Notice prime pegboard wall space on the left.


I had picked out a nice light green for the room. After priming and painting two coats of green, the walls bore a strong resemblance to neon barf. See for yourself, below. So, after agonizing about whether to go through the trouble of redoing it, I buckled down and got a can of white and started painting it all over again, for a grand total of five coats of paint (primer, two coats of barf, and two of white). The picture below shows the white going over the neon barf in one of the top corners:


 Right, so on to the pegboard. Scored some big sheets of new, khaki colored pegboard at our local used construction supply store for only $7/piece. But it turns out pegboard is fairly hard to cut with a circular saw, as we found out when we shredded and frayed the edges of our two nice pieces of pegboard. Just for fun, we took the hand saw to it, and, surprisingly, that worked great. So, off to construction supply for two more sheets of pegboard. And score one for the old-fashioned hand saw!

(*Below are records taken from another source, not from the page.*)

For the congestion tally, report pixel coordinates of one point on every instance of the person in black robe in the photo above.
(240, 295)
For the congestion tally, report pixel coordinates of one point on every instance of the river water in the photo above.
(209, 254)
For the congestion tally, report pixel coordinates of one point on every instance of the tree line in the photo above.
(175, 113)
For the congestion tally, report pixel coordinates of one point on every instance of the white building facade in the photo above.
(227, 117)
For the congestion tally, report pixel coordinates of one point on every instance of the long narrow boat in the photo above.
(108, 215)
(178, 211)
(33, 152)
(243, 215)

Using some 1x2's, we constructed a frame to set the pegboard away from the wall. Frame was then mounted to studs:




Who's that guy?

And finally, up went the pegboard, and all the pots and pans:




Gosh, Little Room, you were the smallest, but surely the fussiest.

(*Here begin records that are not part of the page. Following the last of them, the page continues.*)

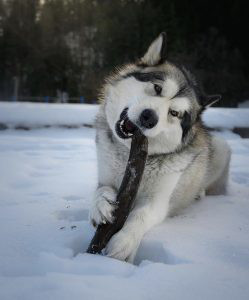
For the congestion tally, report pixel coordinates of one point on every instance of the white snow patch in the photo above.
(47, 180)
(41, 114)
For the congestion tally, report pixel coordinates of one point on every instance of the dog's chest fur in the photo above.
(113, 156)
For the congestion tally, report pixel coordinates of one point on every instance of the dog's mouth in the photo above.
(124, 127)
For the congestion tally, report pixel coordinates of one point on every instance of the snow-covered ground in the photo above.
(47, 178)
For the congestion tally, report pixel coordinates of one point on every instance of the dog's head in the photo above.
(160, 98)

11/01/12: Cider for All Saints

One of the perks of the house is the space in our basement to make hard cider. Cider-making was tricky in the cramped basement storage area of our apartment building. So, this afternoon, on our day off for the feast of All Saints, we picked up about 100 pounds of apples--Empire, McIntosh, and Idared--from an orchard north of Pittsburgh, and then had them pulped and squeezed at Sally's Cider Press in Zelienople, PA, about 45 minutes away:


You load the apples up a conveyor belt, where they're hosed down as they go up the chute:


Inside, they're ground to a pulp, which is flattened between several boards and then mechanically pressed:

There's Sally!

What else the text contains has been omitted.